OWASP is unfortunately an inconsistent guide at best. security.stackexchange and /r/netsec are better.

Security is aggressively difficult. OP, if you have any more specific security questions you're welcome to email me and I'll help you out, free of charge.

The absolute best thing you can do to help yourself with security right now as a self-taught programmer is to thoroughly familiarize yourself with:

1. The nuances of your chosen language, and

2. The best libraries for security, authentication and input handling in your chosen language and framework.

For example, if you are a Ruby programmer you should immediately know about e.g. the dangers of passing user input to send() and how Ruby's REGEX functions a bit differently than other languages. You should also know the best authentication libraries off the top of your head and make use of them instead of trying to reinvent the wheel.

On hosting, since you don't have experience managing a full linux box, you might look at https://www.webfaction.com/?aid=9281 (referral link) where they handle most of the things (system, mysql, postgresql etc) and you maintain only your application . This is a little more pricier than a vps, but a lot less time to manage it + very helpful support team !
This is what I will probably chose for the time being as I learn more about Linux and Shell.
I host several spring webapps myself on a $10/month VPS running Ubuntu 14.04 (LTS)

Some notes:

- Default MySQL install listens only on loopback interface, so isn't exposed to the network (and if it's not in your case, you can change that in my.cnf)

- IPTables/NFTables can be used to whitelist allowed network traffic beyond HTTP/HTTPS

- SSH should be limited to public-key auth, with root login disabled as well as password auth disabled (or you can use 2 step verification with Google Authenticator, which is pretty easy to set up)

One thing I'll note is that I don't have Tomcat exposed directly to the internet: it's only exposed through an NGINX reverse proxy.

Apache Tomcat is fairly easy to download and set up (you can download the .tar.gz from Apache's website, untar, and run the executable ./bin/startup.sh).

I'd be happy to answer any questions really re: Java/Spring

Thank you very much for your inputs and advice.

As yet, I haven't touched anything other than a Windows machine.

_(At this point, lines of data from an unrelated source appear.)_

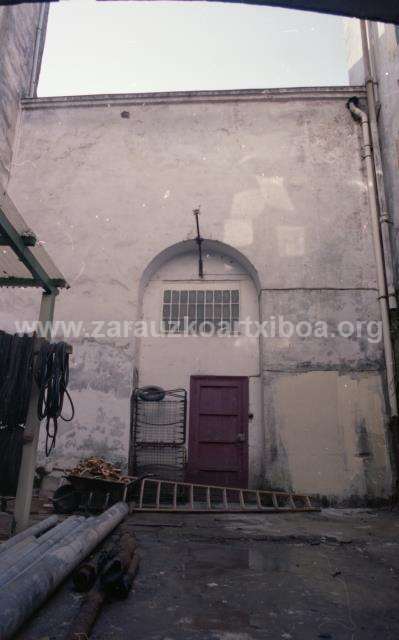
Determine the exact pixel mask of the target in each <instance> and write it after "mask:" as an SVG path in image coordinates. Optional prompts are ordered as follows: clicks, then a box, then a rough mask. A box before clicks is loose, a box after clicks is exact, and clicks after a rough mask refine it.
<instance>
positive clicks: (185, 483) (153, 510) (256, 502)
mask: <svg viewBox="0 0 399 640" xmlns="http://www.w3.org/2000/svg"><path fill="white" fill-rule="evenodd" d="M131 510H132V511H133V512H135V511H141V512H159V513H160V512H162V513H165V512H167V513H236V512H239V513H242V512H246V513H259V512H262V513H264V512H268V513H276V512H303V511H319V510H320V509H319V508H318V507H315V506H313V505H312V503H311V500H310V497H309V496H308V495H304V494H298V493H288V492H284V491H260V490H256V489H240V488H237V487H221V486H216V485H204V484H192V483H190V482H175V481H173V480H161V479H158V478H142V479H141V480H140V490H139V497H138V501H136V503H133V504H132V506H131Z"/></svg>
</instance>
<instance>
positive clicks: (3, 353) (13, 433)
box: [0, 331, 35, 496]
mask: <svg viewBox="0 0 399 640" xmlns="http://www.w3.org/2000/svg"><path fill="white" fill-rule="evenodd" d="M34 344H35V339H34V336H26V335H25V336H18V335H10V334H8V333H5V332H4V331H0V495H3V496H12V495H15V492H16V490H17V484H18V474H19V467H20V465H21V458H22V448H23V435H24V425H25V424H26V419H27V415H28V407H29V399H30V394H31V389H32V380H33V349H34Z"/></svg>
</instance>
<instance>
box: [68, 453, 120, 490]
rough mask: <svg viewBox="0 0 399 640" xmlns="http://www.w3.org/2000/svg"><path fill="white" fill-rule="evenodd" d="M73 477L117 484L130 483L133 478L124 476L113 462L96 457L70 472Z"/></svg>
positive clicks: (101, 458) (86, 460)
mask: <svg viewBox="0 0 399 640" xmlns="http://www.w3.org/2000/svg"><path fill="white" fill-rule="evenodd" d="M68 473H69V474H70V475H73V476H80V477H82V478H96V479H98V480H112V481H115V482H126V483H127V482H130V481H131V478H130V477H129V476H125V475H123V474H122V472H121V469H118V468H117V467H116V466H115V465H114V464H112V463H111V462H107V461H106V460H104V458H97V457H95V456H93V457H91V458H86V459H85V460H82V461H81V462H79V464H78V465H77V466H76V467H74V468H73V469H71V470H70V471H69V472H68Z"/></svg>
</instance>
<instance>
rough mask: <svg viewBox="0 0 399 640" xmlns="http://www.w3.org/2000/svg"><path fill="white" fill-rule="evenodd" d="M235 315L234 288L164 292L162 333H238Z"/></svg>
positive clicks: (239, 313)
mask: <svg viewBox="0 0 399 640" xmlns="http://www.w3.org/2000/svg"><path fill="white" fill-rule="evenodd" d="M239 318H240V292H239V290H238V289H216V290H204V289H198V290H187V289H183V290H178V289H167V290H165V291H164V294H163V307H162V327H163V330H164V331H165V332H166V333H183V332H194V333H195V332H199V331H201V332H203V333H213V332H215V331H221V332H223V333H227V334H231V333H238V323H239Z"/></svg>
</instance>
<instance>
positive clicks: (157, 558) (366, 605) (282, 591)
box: [18, 509, 399, 640]
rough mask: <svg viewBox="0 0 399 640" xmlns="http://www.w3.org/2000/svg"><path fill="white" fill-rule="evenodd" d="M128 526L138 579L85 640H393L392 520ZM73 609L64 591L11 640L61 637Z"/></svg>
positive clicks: (394, 571) (340, 511) (238, 517)
mask: <svg viewBox="0 0 399 640" xmlns="http://www.w3.org/2000/svg"><path fill="white" fill-rule="evenodd" d="M129 522H130V525H131V526H132V528H133V530H134V531H135V533H136V536H137V538H138V540H139V544H140V553H141V556H142V561H141V567H140V573H139V575H138V577H137V579H136V583H135V586H134V589H133V591H132V593H131V594H130V596H129V598H128V600H127V601H124V602H117V603H113V604H108V605H107V606H106V607H105V608H104V609H103V611H102V614H101V617H100V618H99V620H98V622H97V624H96V626H95V629H94V632H93V636H92V637H93V638H94V640H133V639H134V640H200V639H201V640H258V639H261V638H262V639H269V638H270V639H272V640H278V639H280V638H281V639H283V640H291V639H292V640H313V639H316V640H317V639H325V640H338V639H339V640H390V639H391V640H397V639H398V638H399V597H398V596H399V536H398V534H399V513H397V512H396V513H395V512H388V511H380V512H376V511H369V510H335V509H327V510H324V511H323V512H321V513H312V514H310V513H309V514H284V515H282V514H269V515H257V514H256V515H241V514H236V515H222V514H219V515H213V514H212V515H184V516H180V515H171V514H169V515H159V514H147V515H145V514H136V515H133V516H131V517H130V520H129ZM161 525H164V526H161ZM165 525H167V526H165ZM80 602H81V600H80V596H78V595H76V594H74V593H73V590H72V587H71V585H70V584H69V583H67V584H65V585H64V586H63V587H62V588H61V589H60V590H59V591H58V593H57V594H56V595H55V596H54V597H53V598H52V600H51V601H50V603H49V604H48V605H47V606H46V607H45V608H44V609H42V610H41V611H40V612H39V613H38V614H37V615H36V616H35V618H34V619H33V620H32V621H31V623H30V624H29V625H28V626H27V628H26V629H25V630H24V631H23V632H22V633H21V634H19V636H18V639H19V640H39V639H40V640H44V639H46V640H47V639H48V640H63V639H64V638H65V635H66V632H67V630H68V626H69V624H70V622H71V620H72V619H73V618H74V616H75V615H76V613H77V611H78V610H79V605H80Z"/></svg>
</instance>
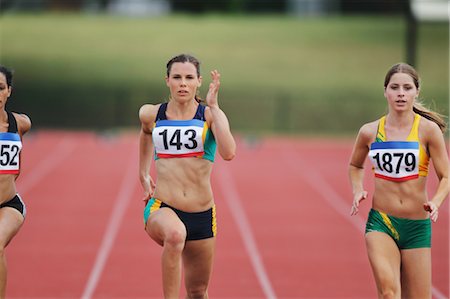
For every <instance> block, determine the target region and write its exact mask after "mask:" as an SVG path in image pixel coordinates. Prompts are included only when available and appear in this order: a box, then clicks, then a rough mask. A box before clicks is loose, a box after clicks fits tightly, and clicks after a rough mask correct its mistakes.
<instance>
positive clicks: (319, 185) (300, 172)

I was thus wondering whether, while your suggestions are very good and that is where I would ultimately have to end up in, in the meantime, could I learn the basics in a few weeks just so as to set-up everything correctly and thereafter expend more time in learning the finer details of such a set-up? If that is not possible then I will be forced to just go with a hosting provider that handles some of these stuff - at least in the beginning as I learn "everything".